There are numerous ways of running R, including from the “command line” (“Terminal” on Mac or Linux, or “Command Prompt” on Windows) or from the R Gui console that comes with most installations of R. But our very strong recommendation is to us the outstanding RStudio Dekstop. “IDE” stands for integrated development environment, and provides a combination of file manager, package manager, help viewer, graphics viewer, environment browser, editor, and much more. Before this can be used, however, you must have installed R.
RStudio can be installed from https://www.rstudio.com/products/rstudio/download/.
The main package you will need for the examples in this book is quanteda, which provides a framework for the quantitative analysis of textual data. When you install this package, by default it will also install any required packages that quanteda depends on to function (such as stringi that it uses for many essential string handling operations). Because “dependencies” are installed into your local library, these additional packages are also available for you to use independently. You only need to install them once (although they might need updating, see below).
We also suggest you install:
readtext - for reading in documents that contain text, and converting them automatically to plain text;
spacyr - an R wrapper to the Python package spaCy for natural language processing, including part-of-speech tagging and entity extraction. While we have tried hard to make this automatic, installing and configuring spacyr actually involves some major work under the hood, such as installing a version of Python in a self-contained virtual environment and then installing spaCy and one of its language models.
R has an easy method for ensuring you have the latest versions of installed packages:
update.packages()
The R packages that you can install using the methods described above are the pre-compiled binary versions that are distributed on CRAN. (Linux installations are the exception, as these are always compiled upon installation.) Sometimes, package developers will publish “development” versions of their packages that have yet to published on CRAN, for instance on the popular GitHub platform hosting the world’s largest collection of open-source software.

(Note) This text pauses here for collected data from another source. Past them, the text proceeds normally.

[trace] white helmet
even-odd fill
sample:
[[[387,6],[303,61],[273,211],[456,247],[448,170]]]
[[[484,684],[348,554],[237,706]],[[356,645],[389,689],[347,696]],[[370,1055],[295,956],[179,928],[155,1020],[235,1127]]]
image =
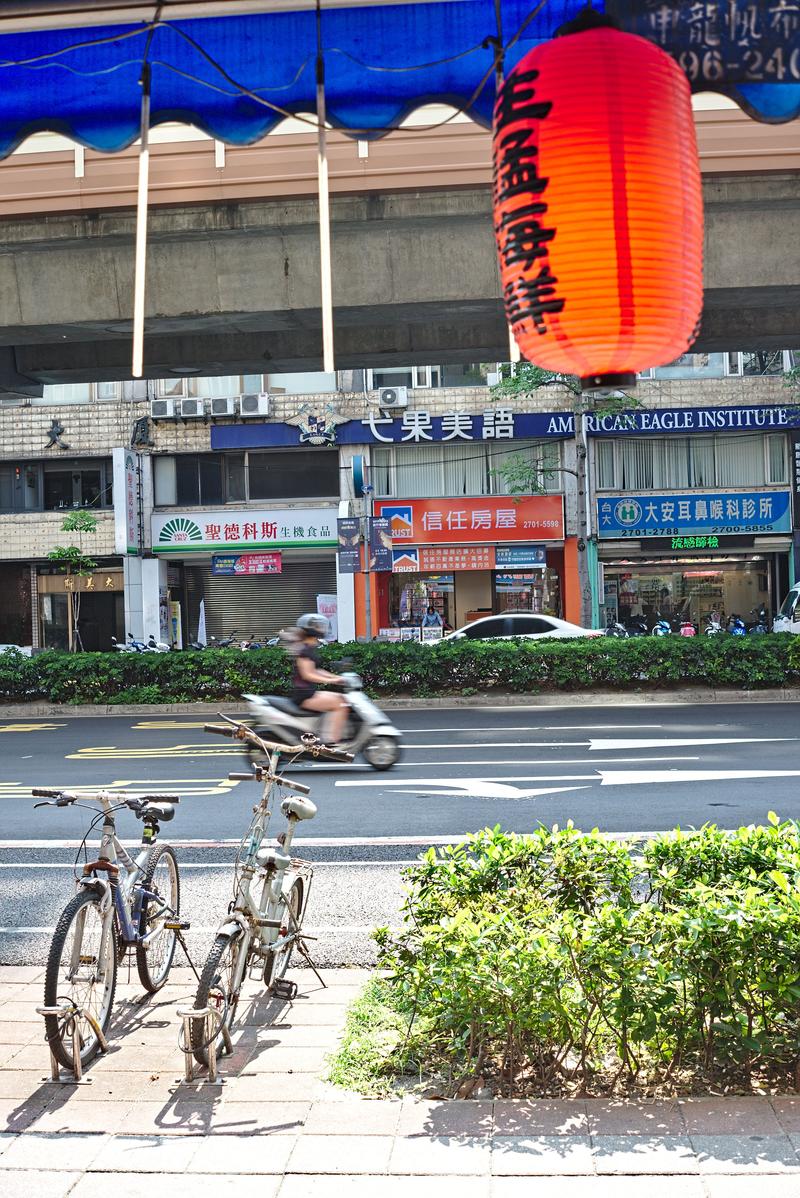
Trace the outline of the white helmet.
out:
[[[310,633],[311,636],[327,636],[328,634],[327,618],[315,611],[301,616],[297,621],[297,627],[302,632]]]

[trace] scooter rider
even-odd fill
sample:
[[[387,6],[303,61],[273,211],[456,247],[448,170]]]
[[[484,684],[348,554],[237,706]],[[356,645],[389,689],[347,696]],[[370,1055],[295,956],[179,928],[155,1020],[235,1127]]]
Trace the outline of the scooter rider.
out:
[[[326,744],[338,745],[344,737],[348,707],[343,695],[321,691],[319,686],[341,686],[342,679],[330,670],[323,670],[319,663],[319,642],[328,631],[325,616],[310,612],[301,616],[296,624],[297,638],[291,645],[294,657],[292,672],[292,700],[306,711],[329,712],[326,723]]]

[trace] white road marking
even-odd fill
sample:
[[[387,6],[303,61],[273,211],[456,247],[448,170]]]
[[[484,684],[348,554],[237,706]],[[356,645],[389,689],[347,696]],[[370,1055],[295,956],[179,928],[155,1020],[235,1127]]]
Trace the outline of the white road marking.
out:
[[[590,740],[591,753],[611,753],[620,749],[684,749],[694,745],[767,745],[797,741],[796,736],[709,736],[658,740]]]
[[[356,933],[359,933],[361,935],[366,933],[367,935],[369,935],[372,932],[374,927],[375,927],[375,925],[372,923],[332,923],[332,924],[315,923],[315,924],[311,924],[309,922],[308,931],[309,931],[309,934],[311,934],[311,932],[313,932],[315,936],[316,935],[334,936],[337,933],[341,934],[343,932],[346,932],[348,935],[355,935]],[[208,927],[208,928],[194,928],[193,927],[192,932],[197,935],[213,936],[213,934],[216,931],[218,931],[218,929],[219,929],[219,924],[215,924],[213,927]],[[16,927],[16,928],[0,928],[0,936],[28,936],[31,933],[43,933],[43,932],[49,932],[52,934],[55,930],[56,930],[55,925],[51,925],[50,927],[28,926],[28,927]]]
[[[538,795],[555,795],[561,794],[565,790],[588,789],[588,786],[539,786],[534,790],[520,790],[518,786],[501,786],[497,782],[474,781],[465,782],[463,786],[459,786],[458,790],[441,790],[438,786],[435,788],[426,786],[421,790],[396,790],[394,793],[401,795],[426,794],[437,799],[451,795],[460,799],[534,799]]]
[[[738,782],[748,778],[800,778],[800,770],[599,770],[602,786],[651,782]]]
[[[453,789],[451,794],[457,794],[463,791],[471,793],[470,788],[482,787],[482,794],[486,793],[486,787],[500,786],[508,789],[507,784],[510,782],[596,782],[600,777],[600,772],[596,770],[591,774],[522,774],[510,778],[503,778],[502,783],[497,782],[494,778],[367,778],[363,782],[336,782],[336,786],[391,786],[391,787],[419,787],[419,786],[450,786]],[[512,788],[513,789],[513,788]]]
[[[297,841],[294,841],[297,844]],[[82,866],[81,862],[81,866]],[[414,857],[407,859],[394,858],[386,861],[315,861],[314,869],[328,869],[330,866],[338,866],[340,869],[349,869],[351,865],[356,868],[368,869],[370,867],[385,869],[389,865],[407,866],[416,865],[417,860]],[[185,869],[233,869],[233,861],[181,861],[179,862],[181,873]],[[76,869],[74,861],[37,861],[36,869]],[[3,861],[0,862],[0,869],[23,869],[31,868],[30,861]]]

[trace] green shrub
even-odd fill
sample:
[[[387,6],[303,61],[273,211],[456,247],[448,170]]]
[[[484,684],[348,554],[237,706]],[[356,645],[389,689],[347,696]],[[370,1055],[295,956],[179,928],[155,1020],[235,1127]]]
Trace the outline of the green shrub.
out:
[[[346,657],[380,700],[388,695],[507,691],[658,690],[678,685],[757,689],[795,686],[800,648],[788,634],[759,637],[638,637],[616,640],[448,641],[329,645],[327,666]],[[242,652],[0,654],[0,699],[55,703],[236,699],[287,694],[291,669],[279,648]],[[151,689],[154,688],[154,689]],[[123,698],[127,696],[127,698]]]
[[[771,818],[665,834],[641,855],[571,826],[430,850],[406,873],[401,928],[375,933],[428,1068],[506,1093],[521,1078],[529,1093],[793,1085],[800,833]]]

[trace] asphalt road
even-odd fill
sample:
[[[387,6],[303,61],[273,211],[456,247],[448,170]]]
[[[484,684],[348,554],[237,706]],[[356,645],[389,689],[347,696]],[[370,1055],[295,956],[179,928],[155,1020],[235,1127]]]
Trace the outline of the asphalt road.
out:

The quanteda package, for instance, is hosted on GitHub at https://github.com/quanteda/quanteda, where its development version tends to be slightly ahead of the CRAN version. If you are feeling adventurous, or need a new version in which a specific issue or bug has been fixed, you can install it from the GitHub source using:
::install_github("quanteda/quanteda") devtools
Because installing from GitHub is the same as installing from the source code, this also involves compiling the C++ and Fortran source code that makes parts of quanteda so fast. For this source installation to work, you will need to have installed the appropriate compilers.
If you are using a Windows platform, this means you will need also to install the Rtools software available from CRAN.
If you are using macOS, you should install the macOS tools, namely the Clang 6.x compiler and the GNU Fortran compiler (as quanteda requires gfortran to build).1
Linux always compiles packages containing C++ code upon installation, so if you are using that platform then you are unlikely to need to install any additional components in order to install a development version.
Most problems come from not having the latest versions of packages installed, so make sure you have updated them using the instructions above.
Other problems include: - Lack of permissions to install packages. This might affect Windows users of work laptops, whose workplace prevents user modification of any software. - Lack of internet access, or access being restricted by a firewall or proxy server.
Hadley Wickham’s excellent book R Packages is well worth reading.